Minghu Tang1,2,3,*, Wei Yu4, Xiaoming Li4, Xue Chen5, Wenjun Wang3, Zhen Liu6

1 key Laboratory of Artificial Intelligence Application Technology State Ethnic Affairs Commission, Qinghai Minzu University, Xining, 810007, China
2 School of Computer Science, Qinghai Minzu University, Xining, 810007, China
3 College of Intelligence and Computing, Tianjin University, Tianjin, 300350, China
4 School of International Business, Zhejiang Yuexiu University, Shaoxing, 312069, China
5 Law School, Tianjin University, Tianjin, 300072, China
6 Graduate School of Engineering, Nagasaki Institute of Applied Science, Nagasaki, 851-0193, Japan

* Corresponding Author: Minghu Tang.

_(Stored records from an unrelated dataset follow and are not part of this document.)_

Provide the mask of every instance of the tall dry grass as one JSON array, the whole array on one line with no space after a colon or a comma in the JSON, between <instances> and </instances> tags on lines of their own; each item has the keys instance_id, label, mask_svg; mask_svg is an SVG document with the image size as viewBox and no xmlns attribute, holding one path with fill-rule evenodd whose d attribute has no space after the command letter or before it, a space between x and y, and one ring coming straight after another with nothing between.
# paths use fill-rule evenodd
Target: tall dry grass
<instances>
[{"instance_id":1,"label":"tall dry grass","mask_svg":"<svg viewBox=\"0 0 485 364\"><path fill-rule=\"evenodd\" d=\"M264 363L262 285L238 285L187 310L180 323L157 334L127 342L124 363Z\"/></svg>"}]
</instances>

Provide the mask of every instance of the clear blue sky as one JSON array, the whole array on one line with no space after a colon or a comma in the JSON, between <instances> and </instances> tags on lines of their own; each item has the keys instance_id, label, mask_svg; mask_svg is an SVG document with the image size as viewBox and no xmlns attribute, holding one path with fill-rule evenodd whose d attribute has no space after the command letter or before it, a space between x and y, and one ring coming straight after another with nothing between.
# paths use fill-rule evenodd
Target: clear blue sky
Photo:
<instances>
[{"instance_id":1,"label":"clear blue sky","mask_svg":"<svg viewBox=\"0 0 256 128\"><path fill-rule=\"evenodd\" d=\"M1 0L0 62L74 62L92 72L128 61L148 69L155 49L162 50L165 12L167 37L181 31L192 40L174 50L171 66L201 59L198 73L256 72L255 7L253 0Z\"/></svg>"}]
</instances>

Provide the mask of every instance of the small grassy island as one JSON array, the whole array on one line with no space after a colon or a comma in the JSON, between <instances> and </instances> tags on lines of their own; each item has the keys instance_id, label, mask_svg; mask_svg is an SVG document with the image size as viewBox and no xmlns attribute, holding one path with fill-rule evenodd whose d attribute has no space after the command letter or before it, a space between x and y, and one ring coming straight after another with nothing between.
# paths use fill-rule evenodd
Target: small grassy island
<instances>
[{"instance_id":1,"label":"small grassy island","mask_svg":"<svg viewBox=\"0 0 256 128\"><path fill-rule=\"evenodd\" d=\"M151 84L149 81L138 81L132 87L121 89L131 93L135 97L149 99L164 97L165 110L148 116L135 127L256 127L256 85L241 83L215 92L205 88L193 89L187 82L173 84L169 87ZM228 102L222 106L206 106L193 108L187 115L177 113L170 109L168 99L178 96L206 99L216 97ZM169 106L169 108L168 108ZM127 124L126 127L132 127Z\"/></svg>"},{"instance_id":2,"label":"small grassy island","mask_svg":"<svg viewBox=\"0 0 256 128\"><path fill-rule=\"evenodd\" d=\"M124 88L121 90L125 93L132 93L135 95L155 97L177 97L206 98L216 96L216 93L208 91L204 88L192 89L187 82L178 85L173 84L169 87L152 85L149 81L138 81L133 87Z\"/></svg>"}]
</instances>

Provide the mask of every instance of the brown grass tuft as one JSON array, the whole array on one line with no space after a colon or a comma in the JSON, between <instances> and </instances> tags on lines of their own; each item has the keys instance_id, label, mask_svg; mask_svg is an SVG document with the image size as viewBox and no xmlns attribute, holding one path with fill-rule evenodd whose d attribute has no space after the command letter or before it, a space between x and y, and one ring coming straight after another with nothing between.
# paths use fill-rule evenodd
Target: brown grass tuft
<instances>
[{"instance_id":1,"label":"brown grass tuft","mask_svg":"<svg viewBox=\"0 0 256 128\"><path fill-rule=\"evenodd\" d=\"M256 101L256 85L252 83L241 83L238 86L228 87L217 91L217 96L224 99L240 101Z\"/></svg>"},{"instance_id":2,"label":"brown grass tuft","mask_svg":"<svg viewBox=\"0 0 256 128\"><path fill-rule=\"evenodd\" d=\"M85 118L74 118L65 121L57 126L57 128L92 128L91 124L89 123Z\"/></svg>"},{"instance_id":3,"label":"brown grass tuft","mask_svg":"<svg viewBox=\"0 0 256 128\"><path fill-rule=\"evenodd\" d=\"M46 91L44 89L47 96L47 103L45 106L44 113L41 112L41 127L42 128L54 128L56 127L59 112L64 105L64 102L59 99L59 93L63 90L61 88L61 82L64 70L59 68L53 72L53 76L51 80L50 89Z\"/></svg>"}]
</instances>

Email: email

Computer Systems Science and Engineering 2022, 43(3), 1069-1084. https://doi.org/10.32604/csse.2022.028841

Abstract

Link prediction has attracted wide attention among interdisciplinary researchers as an important issue in complex network. It aims to predict the missing links in current networks and new links that will appear in future networks. Despite the presence of missing links in the target network of link prediction studies, the network it processes remains macroscopically as a large connected graph. However, the complexity of the real world makes the complex networks abstracted from real systems often contain many isolated nodes. This phenomenon leads to existing link prediction methods not to efficiently implement the prediction of missing edges on isolated nodes. Therefore, the cold-start link prediction is favored as one of the most valuable subproblems of traditional link prediction. However, due to the loss of many links in the observation network, the topological information available for completing the link prediction task is extremely scarce. This presents a severe challenge for the study of cold-start link prediction. Therefore, how to mine and fuse more available non-topological information from observed network becomes the key point to solve the problem of cold-start link prediction. In this paper, we propose a framework for solving the cold-start link prediction problem, a joint-weighted symmetric nonnegative matrix factorization model fusing graph regularization information, based on low-rank approximation algorithms in the field of machine learning. First, the nonlinear features in high-dimensional space of node attributes are captured by the designed graph regularization term. Second, using a weighted matrix, we associate the attribute similarity and first order structure information of nodes and constrain each other. Finally, a unified framework for implementing cold-start link prediction is constructed by using a symmetric nonnegative matrix factorization model to integrate the multiple information extracted together. Extensive experimental validation on five real networks with attributes shows that the proposed model has very good predictive performance when predicting missing edges of isolated nodes.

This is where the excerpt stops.